Cependant, ainsi que l'a pertinemment relevé le premier juge, il ressort du compte-rendu d'analyse de l'huile moteur à laquelle cet expert lui-même a fait procéder, daté du 17 mai 2019, que celle-ci contenait du liquide de refroidissement (pièce intimé n°3). Ce document note que 'cette pollution se caractérise en général par une altération de la lubrification des paliers', pollution qui a visiblement dégradé les 'coussinets' et qui a eu 'des conséquences sur la tenue de la partie haute au niveau turbocompresseur mais également en haut de chemises'.
L'expert de la société Garage Police reprend à son compte cette analyse et estime que 'si un liquide de refroidissement avait été présent dans le bain d'huile lors de la vente par le Garage Police, le véhicule n'aurait pu réaliser le kilométrage (...) de 28 258 km après la vente (...)'
La société intimée rappelle en outre, sans être contredite, avoir procédé à la révision du véhicule avant la vente, et, par conséquent, au remplacement de l'huile moteur le 24 juillet 2017, le véhicule affichant alors 33 201 km au compteur et elle produit la photographie d'une étiquette d'entretien mentionnant outre la vidange, le remplacement des filtres à huile, habitacle, carburant et filtre à air, pour en justifier.

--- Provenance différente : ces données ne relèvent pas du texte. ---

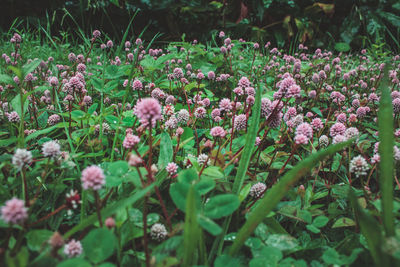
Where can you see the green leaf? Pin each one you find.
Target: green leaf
(109, 210)
(221, 205)
(209, 225)
(313, 229)
(37, 239)
(75, 262)
(204, 186)
(226, 260)
(16, 105)
(282, 241)
(166, 151)
(342, 47)
(343, 222)
(93, 108)
(213, 172)
(29, 67)
(386, 164)
(250, 139)
(42, 119)
(320, 221)
(6, 79)
(19, 260)
(278, 191)
(99, 245)
(332, 257)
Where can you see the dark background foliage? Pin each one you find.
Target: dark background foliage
(286, 23)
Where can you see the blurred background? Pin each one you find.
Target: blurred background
(342, 24)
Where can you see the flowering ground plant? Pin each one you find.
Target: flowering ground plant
(128, 154)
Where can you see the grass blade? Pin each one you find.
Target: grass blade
(278, 191)
(370, 230)
(106, 212)
(250, 140)
(243, 165)
(386, 139)
(191, 232)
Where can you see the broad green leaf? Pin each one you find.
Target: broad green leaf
(109, 210)
(37, 239)
(272, 197)
(343, 222)
(75, 262)
(320, 221)
(99, 245)
(209, 225)
(221, 205)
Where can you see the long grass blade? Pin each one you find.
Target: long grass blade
(371, 231)
(278, 191)
(191, 232)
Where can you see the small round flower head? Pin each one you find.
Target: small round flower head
(51, 149)
(217, 131)
(14, 211)
(225, 104)
(257, 190)
(301, 139)
(172, 168)
(135, 160)
(202, 159)
(200, 113)
(244, 82)
(21, 158)
(305, 129)
(93, 178)
(359, 166)
(179, 131)
(72, 200)
(339, 139)
(351, 132)
(137, 85)
(158, 232)
(148, 109)
(13, 117)
(337, 128)
(56, 241)
(240, 122)
(73, 248)
(317, 124)
(183, 116)
(110, 222)
(323, 141)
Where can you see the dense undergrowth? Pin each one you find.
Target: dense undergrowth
(127, 154)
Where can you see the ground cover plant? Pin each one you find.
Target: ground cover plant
(231, 153)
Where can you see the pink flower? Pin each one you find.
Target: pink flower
(300, 139)
(130, 141)
(240, 122)
(172, 168)
(305, 129)
(148, 109)
(73, 248)
(93, 178)
(218, 131)
(337, 128)
(14, 211)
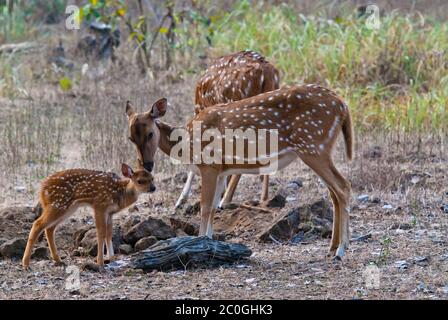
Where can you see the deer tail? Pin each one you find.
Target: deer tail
(37, 210)
(347, 131)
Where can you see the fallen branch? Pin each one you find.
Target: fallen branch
(183, 252)
(14, 47)
(246, 206)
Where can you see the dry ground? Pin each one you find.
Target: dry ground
(414, 231)
(46, 130)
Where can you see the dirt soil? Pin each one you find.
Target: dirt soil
(398, 237)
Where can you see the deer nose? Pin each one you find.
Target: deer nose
(148, 165)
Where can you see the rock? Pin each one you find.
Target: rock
(79, 235)
(18, 213)
(361, 238)
(376, 200)
(422, 261)
(190, 228)
(193, 209)
(373, 153)
(401, 264)
(90, 266)
(125, 249)
(13, 248)
(444, 207)
(40, 253)
(89, 242)
(295, 185)
(145, 243)
(229, 206)
(180, 177)
(278, 201)
(363, 198)
(149, 227)
(19, 188)
(401, 226)
(129, 223)
(301, 223)
(180, 233)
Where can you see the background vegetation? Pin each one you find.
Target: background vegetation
(394, 78)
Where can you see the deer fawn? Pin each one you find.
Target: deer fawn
(64, 192)
(232, 77)
(308, 119)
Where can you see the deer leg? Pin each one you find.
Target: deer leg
(228, 195)
(101, 226)
(265, 190)
(186, 190)
(36, 230)
(344, 202)
(209, 179)
(109, 235)
(49, 233)
(337, 186)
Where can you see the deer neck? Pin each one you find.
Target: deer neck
(129, 193)
(165, 131)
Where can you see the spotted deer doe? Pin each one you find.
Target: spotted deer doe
(64, 192)
(231, 78)
(308, 119)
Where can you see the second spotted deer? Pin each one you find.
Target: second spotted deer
(230, 78)
(64, 192)
(307, 118)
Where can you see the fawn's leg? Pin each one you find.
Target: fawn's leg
(339, 190)
(265, 189)
(109, 235)
(209, 179)
(36, 230)
(186, 190)
(101, 227)
(48, 217)
(49, 233)
(228, 195)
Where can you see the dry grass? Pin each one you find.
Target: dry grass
(44, 129)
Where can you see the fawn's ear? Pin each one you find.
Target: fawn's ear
(129, 109)
(126, 170)
(158, 108)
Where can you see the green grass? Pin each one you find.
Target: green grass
(392, 78)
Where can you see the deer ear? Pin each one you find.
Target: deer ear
(158, 108)
(129, 109)
(126, 170)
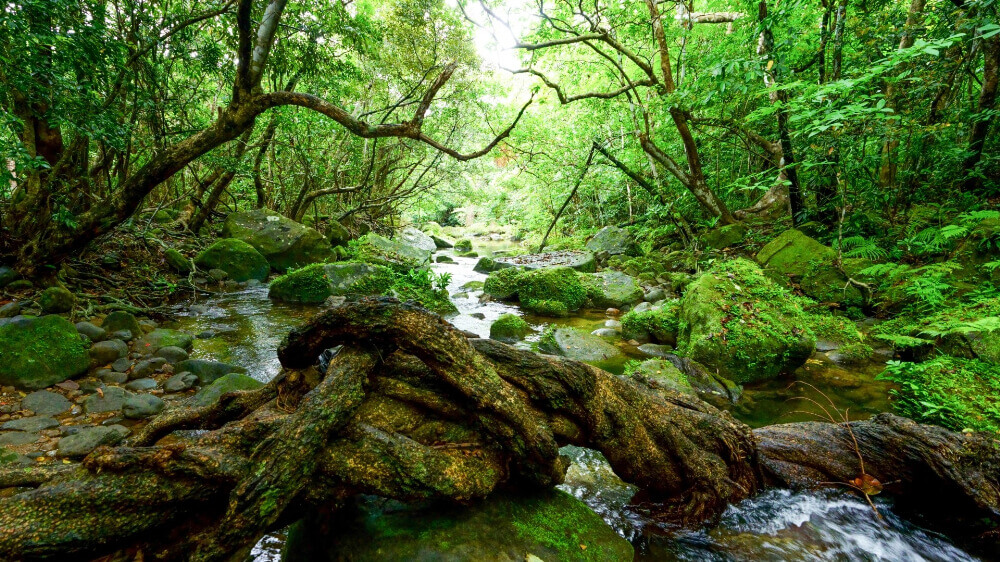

Si l'expert de M. [X] a contesté l'analyse de son confrère et affirmé que l'infime quantité de liquide de refroidissement retrouvée dans l'huile et l'indice de viscosité de l'échantillon analysé (64,2 mm2/s) au regard de la norme admise entre 55 et 77 pour une huile de grades 5W30) 'écartent l'hypothèse de la pollution par un liquide' (pièce M. [X] n°12), cette affirmation, ainsi que l'a pertinemment relevé le premier juge, ne peut, toutefois, manquer d'étonner dans la mesure où ce même expert, dans son rapport, page 13, avait précédemment affirmé que 'les résultats d'analyse de l'échantillon prélevé confirment une oxydation importante de l'huile en service, ainsi qu'une chute significative de sa viscosité pour une huile de grades 5W30', ajoutant, ensuite, que 'de toute évidence, la dégradation de l'huile en service ne permettait plus une lubrification correcte du moteur'.
Il ressort donc de ces éléments que non seulement le rapport de l'expert de M.